The Craftsman has a much broader scope and grander ambition than the simple celebration of handmade menswear that we attempt on this site.

In his book, Richard Sennett aims to show how the quality of product and personal pride that result from manual manufacture can be extended to all fields of human work. Whether a scientist in a laboratory or a chef in a kitchen, the common themes of craft – allowing time to develop expertise, the ability to stand back and reflect on work – can help anyone can get more out of what they do to earn a living.

But there are still many parts of this book that readers will identify with and enjoy. Stories of craftsmen such as Len Greenham, for example, a leather bookbinder in Northampton and the last of a family that has always done something called morocco-graining. Or the benefits and dangers of the spread of craft techniques through the internet.

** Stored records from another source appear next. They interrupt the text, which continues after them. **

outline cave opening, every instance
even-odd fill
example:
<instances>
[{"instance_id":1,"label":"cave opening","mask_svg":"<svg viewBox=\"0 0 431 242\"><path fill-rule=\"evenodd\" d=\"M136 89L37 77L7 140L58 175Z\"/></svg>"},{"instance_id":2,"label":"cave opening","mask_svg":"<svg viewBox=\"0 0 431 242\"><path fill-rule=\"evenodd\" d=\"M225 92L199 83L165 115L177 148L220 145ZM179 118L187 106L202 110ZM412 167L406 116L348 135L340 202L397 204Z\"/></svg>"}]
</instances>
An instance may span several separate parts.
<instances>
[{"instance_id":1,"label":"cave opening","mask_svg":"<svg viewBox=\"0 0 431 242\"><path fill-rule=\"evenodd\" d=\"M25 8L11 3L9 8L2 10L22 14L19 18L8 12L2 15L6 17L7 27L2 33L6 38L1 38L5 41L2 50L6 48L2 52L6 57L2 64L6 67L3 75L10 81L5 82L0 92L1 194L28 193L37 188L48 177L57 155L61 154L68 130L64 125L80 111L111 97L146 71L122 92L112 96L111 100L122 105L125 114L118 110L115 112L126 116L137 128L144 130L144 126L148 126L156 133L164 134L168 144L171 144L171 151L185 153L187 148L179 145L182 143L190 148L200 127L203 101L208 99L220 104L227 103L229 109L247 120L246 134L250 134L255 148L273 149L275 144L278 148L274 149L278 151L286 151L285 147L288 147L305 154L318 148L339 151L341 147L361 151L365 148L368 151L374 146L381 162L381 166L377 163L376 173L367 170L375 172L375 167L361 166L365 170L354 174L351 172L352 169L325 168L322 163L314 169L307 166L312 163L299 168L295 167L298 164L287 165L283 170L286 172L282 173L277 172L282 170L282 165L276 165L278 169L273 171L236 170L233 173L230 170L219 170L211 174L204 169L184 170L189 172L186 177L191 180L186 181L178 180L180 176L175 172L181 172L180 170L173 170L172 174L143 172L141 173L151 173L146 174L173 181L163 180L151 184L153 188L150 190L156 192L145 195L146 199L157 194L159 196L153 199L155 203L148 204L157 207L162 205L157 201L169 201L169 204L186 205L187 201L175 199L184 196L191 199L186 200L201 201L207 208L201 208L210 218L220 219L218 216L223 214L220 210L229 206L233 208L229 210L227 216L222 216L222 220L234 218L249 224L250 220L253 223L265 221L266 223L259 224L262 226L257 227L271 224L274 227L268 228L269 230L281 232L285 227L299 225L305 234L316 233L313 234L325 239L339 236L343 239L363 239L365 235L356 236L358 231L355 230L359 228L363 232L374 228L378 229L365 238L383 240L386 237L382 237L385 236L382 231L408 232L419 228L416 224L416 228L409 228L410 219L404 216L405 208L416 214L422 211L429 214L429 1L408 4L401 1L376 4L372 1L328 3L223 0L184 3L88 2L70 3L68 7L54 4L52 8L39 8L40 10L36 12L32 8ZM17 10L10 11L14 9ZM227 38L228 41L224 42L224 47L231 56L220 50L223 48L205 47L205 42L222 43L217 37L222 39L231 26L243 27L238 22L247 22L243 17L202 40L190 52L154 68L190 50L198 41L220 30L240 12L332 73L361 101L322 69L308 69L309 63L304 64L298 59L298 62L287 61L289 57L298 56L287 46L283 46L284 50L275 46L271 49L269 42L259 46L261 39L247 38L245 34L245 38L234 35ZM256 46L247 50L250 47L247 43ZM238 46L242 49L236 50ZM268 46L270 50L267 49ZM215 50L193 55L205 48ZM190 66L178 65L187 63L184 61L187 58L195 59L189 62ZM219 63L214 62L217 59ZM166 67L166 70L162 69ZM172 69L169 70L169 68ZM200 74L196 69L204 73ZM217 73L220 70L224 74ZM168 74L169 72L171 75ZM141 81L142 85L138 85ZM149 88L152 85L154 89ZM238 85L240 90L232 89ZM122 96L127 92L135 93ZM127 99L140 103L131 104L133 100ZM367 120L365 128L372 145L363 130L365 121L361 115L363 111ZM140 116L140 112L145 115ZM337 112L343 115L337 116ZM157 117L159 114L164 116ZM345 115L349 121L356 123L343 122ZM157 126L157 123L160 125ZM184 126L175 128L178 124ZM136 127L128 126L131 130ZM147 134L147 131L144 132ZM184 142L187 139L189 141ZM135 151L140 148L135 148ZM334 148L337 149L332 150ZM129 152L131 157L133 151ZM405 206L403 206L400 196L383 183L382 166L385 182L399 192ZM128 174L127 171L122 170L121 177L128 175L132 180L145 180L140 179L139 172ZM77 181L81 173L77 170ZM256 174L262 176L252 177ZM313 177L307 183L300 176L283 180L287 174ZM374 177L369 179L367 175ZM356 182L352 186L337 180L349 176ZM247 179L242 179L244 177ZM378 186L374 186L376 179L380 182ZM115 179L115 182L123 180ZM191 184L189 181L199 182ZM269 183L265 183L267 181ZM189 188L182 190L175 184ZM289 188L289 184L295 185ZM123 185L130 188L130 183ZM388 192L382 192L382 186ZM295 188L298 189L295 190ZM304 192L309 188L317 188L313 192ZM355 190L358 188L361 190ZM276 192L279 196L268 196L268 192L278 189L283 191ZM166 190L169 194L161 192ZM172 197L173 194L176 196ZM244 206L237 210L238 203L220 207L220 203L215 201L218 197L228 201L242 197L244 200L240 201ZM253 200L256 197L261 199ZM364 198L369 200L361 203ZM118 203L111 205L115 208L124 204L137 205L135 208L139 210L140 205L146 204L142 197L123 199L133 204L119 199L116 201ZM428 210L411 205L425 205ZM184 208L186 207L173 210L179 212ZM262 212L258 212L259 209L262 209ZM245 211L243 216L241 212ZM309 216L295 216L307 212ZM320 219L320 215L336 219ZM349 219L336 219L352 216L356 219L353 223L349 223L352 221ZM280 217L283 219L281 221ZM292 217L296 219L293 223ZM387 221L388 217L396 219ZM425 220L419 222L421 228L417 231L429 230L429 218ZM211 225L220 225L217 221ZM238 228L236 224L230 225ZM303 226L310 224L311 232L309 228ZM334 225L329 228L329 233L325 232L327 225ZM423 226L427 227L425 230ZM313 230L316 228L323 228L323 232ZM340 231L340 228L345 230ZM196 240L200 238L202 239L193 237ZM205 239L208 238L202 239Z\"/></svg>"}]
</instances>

Interesting, too, is Sennett’s rejection of adjectives like ‘traditional’, ‘original’, ‘natural’ in describing craft and product. Not because he has to put up with the same marketing bullsh*t as us, but because he dislikes these Romantic values and the romanticising of craft for its own sake. This reminds me of the need to objectively evaluate the handwork we admire: what has practical value, aesthetic value or neither.

Rather than the Romantic, Sennett comments the Enlightenment attitude to craft, and his description of its approach to machinery bears repeating: “The enlightened way to use a machine is to judge its powers, fashion its uses, in light of our own limits rather than the machine’s potential,” he says. The fact that machines can now hand-link the toe of a sock is something to celebrate. The invention should “propose rather than command”.

A good read by a great sociologist. And it will teach you more about cooking than you might expect.